Une connexion difficile en France

Sync propose pour l'instant une formule gratuite et prépare une offre payante pour début 2021. Dans ce package, une batterie de fonctionnalités comme de l'assurance voyage et de l'assurance de téléphone seront intégrées, le tout pour 15 livres sterling par mois. La start-up compte beaucoup sur cette offre premium pour engranger des revenus, puisque la commission d'interchange, assez faible, ne permet pas d'avoir un business model pérenne. Tout comme les faibles commissions prévues pour le change de devises. Sync prévoit d'ajouter une autre source de revenus avec un futur système de recommandation (dont la disponibilité n'est pas encore prévue).
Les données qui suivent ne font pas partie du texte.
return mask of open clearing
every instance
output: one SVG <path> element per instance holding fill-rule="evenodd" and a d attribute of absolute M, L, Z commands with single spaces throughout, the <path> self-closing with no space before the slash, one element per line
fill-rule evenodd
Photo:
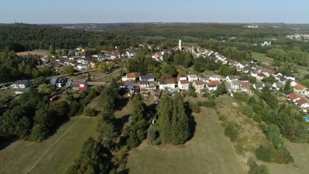
<path fill-rule="evenodd" d="M 252 58 L 255 60 L 262 62 L 266 62 L 269 63 L 271 63 L 273 62 L 273 59 L 265 56 L 265 54 L 257 53 L 252 52 Z"/>
<path fill-rule="evenodd" d="M 95 137 L 95 118 L 78 116 L 40 143 L 18 140 L 0 150 L 0 173 L 61 173 L 84 142 Z"/>
<path fill-rule="evenodd" d="M 214 110 L 195 114 L 196 131 L 183 146 L 155 146 L 143 142 L 130 152 L 130 173 L 244 173 Z"/>

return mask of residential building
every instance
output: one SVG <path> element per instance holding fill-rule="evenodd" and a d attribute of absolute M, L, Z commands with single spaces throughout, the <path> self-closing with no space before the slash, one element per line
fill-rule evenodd
<path fill-rule="evenodd" d="M 263 72 L 260 72 L 258 74 L 256 75 L 256 79 L 260 80 L 261 80 L 266 76 Z"/>
<path fill-rule="evenodd" d="M 125 82 L 125 88 L 132 89 L 134 88 L 134 83 L 132 80 L 126 80 Z"/>
<path fill-rule="evenodd" d="M 135 80 L 135 73 L 133 72 L 127 73 L 125 76 L 121 77 L 121 80 L 123 81 L 127 80 Z"/>
<path fill-rule="evenodd" d="M 234 76 L 228 76 L 225 78 L 225 80 L 226 81 L 231 82 L 232 80 L 237 80 L 237 79 Z"/>
<path fill-rule="evenodd" d="M 248 78 L 239 78 L 238 81 L 240 82 L 249 82 L 249 80 Z"/>
<path fill-rule="evenodd" d="M 287 79 L 291 79 L 293 80 L 295 80 L 295 76 L 293 75 L 286 75 L 284 77 Z"/>
<path fill-rule="evenodd" d="M 298 100 L 295 104 L 298 107 L 302 108 L 307 108 L 309 107 L 309 102 L 307 100 L 303 98 L 301 98 Z"/>
<path fill-rule="evenodd" d="M 283 88 L 284 87 L 284 86 L 283 85 L 283 84 L 281 82 L 276 82 L 273 84 L 273 88 L 278 91 L 281 88 Z"/>
<path fill-rule="evenodd" d="M 58 88 L 67 87 L 70 86 L 72 81 L 69 78 L 53 78 L 50 81 L 53 85 Z"/>
<path fill-rule="evenodd" d="M 187 74 L 180 73 L 177 75 L 177 81 L 187 80 Z"/>
<path fill-rule="evenodd" d="M 192 82 L 194 80 L 198 80 L 198 77 L 197 76 L 194 74 L 191 74 L 188 75 L 188 80 L 189 81 Z"/>
<path fill-rule="evenodd" d="M 233 80 L 231 82 L 230 84 L 231 88 L 234 89 L 238 89 L 241 86 L 241 82 L 238 80 Z"/>
<path fill-rule="evenodd" d="M 199 77 L 199 80 L 202 80 L 204 83 L 208 83 L 209 81 L 209 76 L 204 76 L 203 77 Z"/>
<path fill-rule="evenodd" d="M 298 93 L 303 94 L 307 89 L 306 87 L 300 84 L 298 84 L 293 87 L 294 91 Z"/>
<path fill-rule="evenodd" d="M 193 82 L 193 86 L 195 89 L 195 91 L 199 93 L 201 89 L 204 89 L 205 87 L 204 83 L 202 80 L 195 80 Z"/>
<path fill-rule="evenodd" d="M 301 99 L 300 97 L 299 97 L 299 96 L 294 94 L 291 94 L 288 95 L 287 98 L 290 99 L 293 102 L 295 102 Z"/>
<path fill-rule="evenodd" d="M 176 84 L 173 78 L 163 79 L 159 81 L 159 88 L 161 90 L 174 89 Z"/>
<path fill-rule="evenodd" d="M 220 81 L 221 76 L 220 75 L 214 75 L 210 76 L 209 77 L 210 81 Z"/>
<path fill-rule="evenodd" d="M 163 79 L 171 79 L 171 78 L 172 76 L 170 74 L 164 74 L 162 75 L 162 78 Z"/>
<path fill-rule="evenodd" d="M 256 83 L 253 85 L 253 87 L 255 89 L 259 90 L 263 89 L 263 84 L 260 83 Z"/>
<path fill-rule="evenodd" d="M 141 76 L 139 76 L 139 80 L 154 81 L 154 76 L 152 75 Z"/>
<path fill-rule="evenodd" d="M 178 87 L 182 90 L 188 90 L 189 84 L 188 80 L 180 80 L 178 81 Z"/>
<path fill-rule="evenodd" d="M 27 80 L 17 80 L 11 85 L 13 88 L 24 88 L 32 85 L 32 82 Z"/>

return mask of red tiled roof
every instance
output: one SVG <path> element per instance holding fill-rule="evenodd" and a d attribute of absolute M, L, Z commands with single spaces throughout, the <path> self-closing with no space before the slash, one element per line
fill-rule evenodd
<path fill-rule="evenodd" d="M 180 80 L 181 84 L 189 84 L 190 83 L 188 80 Z"/>
<path fill-rule="evenodd" d="M 81 87 L 79 88 L 78 89 L 78 91 L 83 91 L 85 89 L 87 89 L 87 86 L 85 86 L 83 87 Z"/>
<path fill-rule="evenodd" d="M 167 79 L 165 80 L 167 84 L 175 84 L 175 80 L 174 79 Z"/>
<path fill-rule="evenodd" d="M 302 85 L 300 84 L 298 84 L 297 85 L 294 86 L 293 87 L 294 89 L 297 89 L 298 90 L 302 90 L 303 89 L 306 88 L 306 86 L 303 85 Z"/>
<path fill-rule="evenodd" d="M 135 74 L 133 72 L 128 73 L 127 74 L 127 78 L 135 78 Z"/>
<path fill-rule="evenodd" d="M 291 94 L 288 96 L 288 98 L 292 100 L 294 100 L 298 98 L 299 98 L 299 96 L 297 94 Z"/>
<path fill-rule="evenodd" d="M 209 80 L 209 82 L 208 82 L 209 85 L 218 85 L 219 84 L 220 84 L 220 82 L 217 80 Z"/>

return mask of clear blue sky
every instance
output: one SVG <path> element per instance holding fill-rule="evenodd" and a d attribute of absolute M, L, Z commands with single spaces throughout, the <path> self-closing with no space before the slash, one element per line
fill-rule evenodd
<path fill-rule="evenodd" d="M 0 23 L 309 23 L 308 0 L 8 0 Z"/>

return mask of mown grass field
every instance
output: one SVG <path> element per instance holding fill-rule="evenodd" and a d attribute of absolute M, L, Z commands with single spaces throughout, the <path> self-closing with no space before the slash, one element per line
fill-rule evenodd
<path fill-rule="evenodd" d="M 62 173 L 96 133 L 95 118 L 71 118 L 40 143 L 18 140 L 0 150 L 0 173 Z"/>
<path fill-rule="evenodd" d="M 269 63 L 271 63 L 273 62 L 273 59 L 265 56 L 265 54 L 257 53 L 252 52 L 252 58 L 255 60 L 262 62 L 266 62 Z"/>
<path fill-rule="evenodd" d="M 129 173 L 245 173 L 214 110 L 194 115 L 194 136 L 184 145 L 158 146 L 146 142 L 130 152 Z"/>

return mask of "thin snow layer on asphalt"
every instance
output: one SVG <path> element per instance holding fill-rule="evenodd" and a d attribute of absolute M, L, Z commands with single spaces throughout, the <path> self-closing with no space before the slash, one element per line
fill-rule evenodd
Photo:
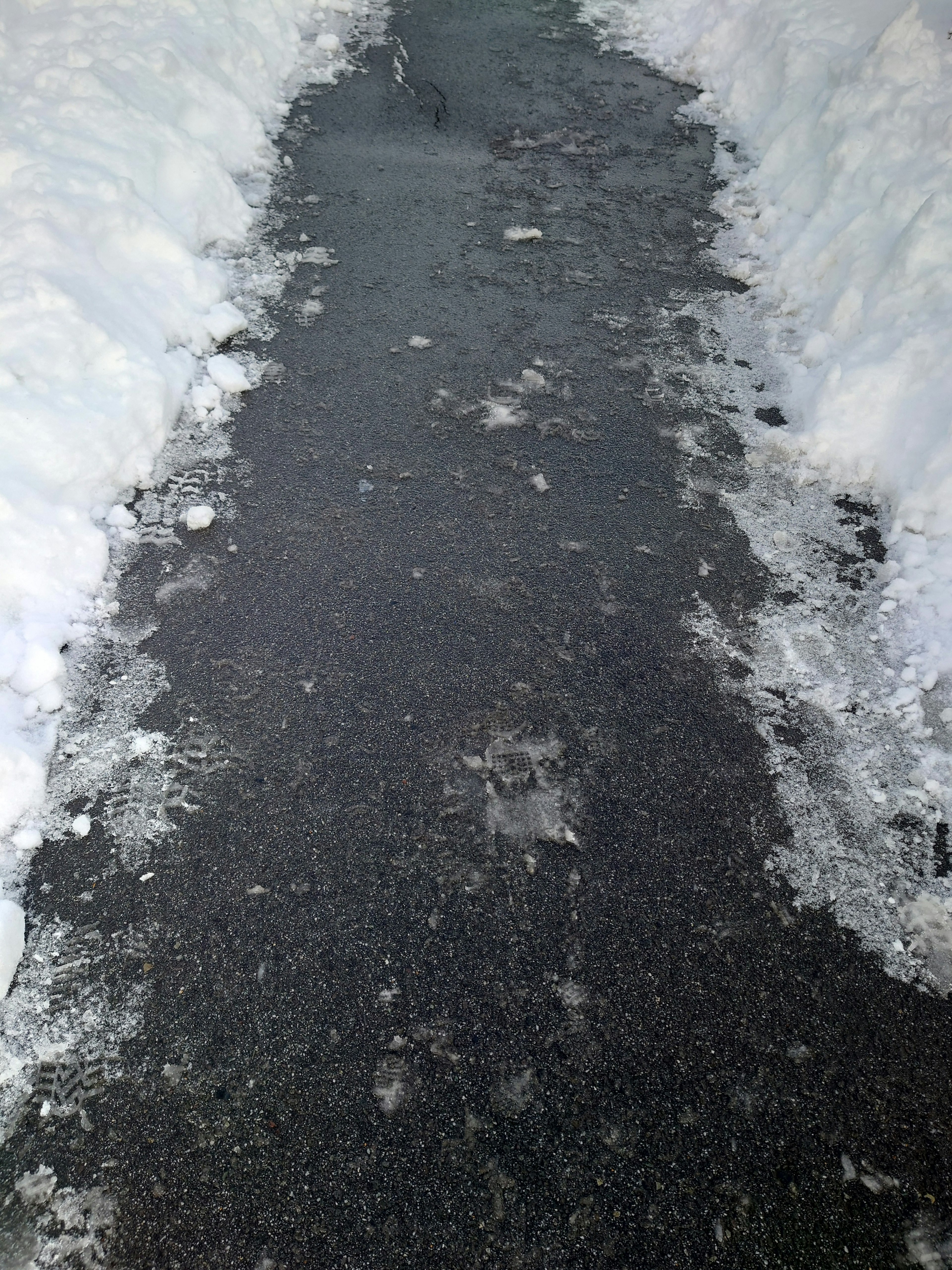
<path fill-rule="evenodd" d="M 791 810 L 776 864 L 895 973 L 947 991 L 948 13 L 935 0 L 586 0 L 581 15 L 696 84 L 684 113 L 718 135 L 713 249 L 750 290 L 696 315 L 729 340 L 721 382 L 746 345 L 774 403 L 763 418 L 764 396 L 731 390 L 749 481 L 725 497 L 786 597 L 758 615 L 749 650 Z M 873 530 L 878 559 L 844 565 Z M 806 758 L 781 739 L 791 710 Z"/>
<path fill-rule="evenodd" d="M 254 325 L 261 307 L 251 284 L 259 276 L 240 251 L 282 163 L 272 138 L 287 98 L 306 83 L 335 83 L 348 69 L 341 42 L 371 8 L 380 5 L 50 0 L 4 15 L 0 880 L 8 890 L 14 852 L 28 853 L 44 829 L 46 768 L 57 712 L 69 711 L 62 650 L 95 631 L 110 551 L 141 531 L 126 504 L 150 486 L 187 399 L 220 422 L 249 386 L 248 368 L 216 345 Z M 249 284 L 239 297 L 242 265 Z M 19 944 L 15 906 L 0 909 L 0 946 L 8 942 Z"/>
Grâce à toutes les données collectées, elle pourra recommander à un utilisateur de changer de fournisseur d'électricité et de téléphonie s'il paie trop cher. A chaque changement de contrat, Sync pourra toucher une commission. Exactement, ce que proposent Bankin', Linxo et Arkéa. 

"J'aimerais que les gouvernements aident plus les fintech comme la nôtre à disrupter les réseaux de paiement carte"

Après s'être lancé au Royaume-Uni en août 2020, Sync s'est étendu en France quelques semaines plus tard. A ce jour, l'application est en anglais, mais la version en langue française sera disponible en novembre prochain. En revanche, Sync n'est pas en mesure de proposer aujourd'hui toutes les fonctionnalités dans l'Hexagone, notamment l'initiation de paiement. Pour se connecter aux banques françaises, elle a choisi d'utiliser les API de Truelayer, fintech britannique présente en France depuis avril 2020. Cette dernière a une moins bonne couverture que Bankin' et Linxo, qui sont présents sur le marché français depuis de nombreuses années et peuvent faire plus de tests avec les banques françaises. La start-up a un autre obstacle en vue : le Brexit. Actuellement régulée au Royaume-Uni, Sync ne pourra plus utiliser son passeport européen d'ici fin 2020. Bruxelles ayant laissé une transition aux acteurs financiers pour être régulé dans un autre pays européen. "Il y a des rumeurs qui disent qu'ils vont laisser encore 18 mois à l'industrie car de nombreux établissements ne sont pas prêts", nuance Ricky Lee, qui a demandé un agrément d'établissement de paiement aux Pays-Bas et en Lituanie, plus facile à obtenir.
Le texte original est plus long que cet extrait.